An elongate upright operator rod 112 is secured to the underside of box beam 100, extends downwardly through an opening in bottom wall 89 of housing 82, and is operatively connected to the rod end of an upright ram 114. Extension of the ram shifts the damper vertically from its lowered position, as illustrated in FIG. 5 between side wall extensions 92, 94, and a raised position illustrated in dot-dashed outline closing off a major portion of the conduit. Retraction of the ram lowers the damper to the position illustrated in solid outline in FIGS. 4 and 5.

A pair of laterally spaced, elongate, hollow, vertically disposed guide sleeves 120 are secured at their upper ends to plate 91 and are held in selected spaced relationship adjacent their lower ends by bars 122 welded thereto.

A pair of guide tubes 126, 128 secured, as by welding, to the underside of box beam 100 extend slidably through sleeves 120. The lower ends of tubes 126, 128 open into housing 82, while their upper ends communicate through apertures, such as that indicated at 130 in FIG. 5, with the interior of box beam 100.

An elongate flexible conduit 132, an end portion only of which is shown, may be used to operatively connect a blower to the interior of housing 82.

In this embodiment, damper 98 is raised and lowered by extension and retraction of ram 114. Throughout operation box beam 100 is maintained in a shielded position between side wall extensions 92, 94.

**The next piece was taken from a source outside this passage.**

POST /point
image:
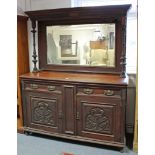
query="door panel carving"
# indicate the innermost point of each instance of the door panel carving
(44, 111)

Coolant air, or fluid, provided through conduit 132 to housing 82 may flow through tubes 126, 128 into the interior of box beam 100. From box beam 100 the coolant air may flow outwardly through apertures 106 at opposite sides of the beams, and apertures 108 in the top of the beam. The fluid flowing through apertures 108 is permitted to flow around the underside of the damper to opposite faces of the damper by grate 102 holding the damper in spaced relationship above box beam 100. This construction also is operable to produce a flow of coolant air across opposite faces of damper 98 and around the damper supports to shield them from detrimental effects of combustion gases flowing through the primary furnace conduits.

While preferred embodiments of the invention have been described herein, it should be apparent to those skilled in the art that variations and further modifications are possible without departing from the spirit of the invention.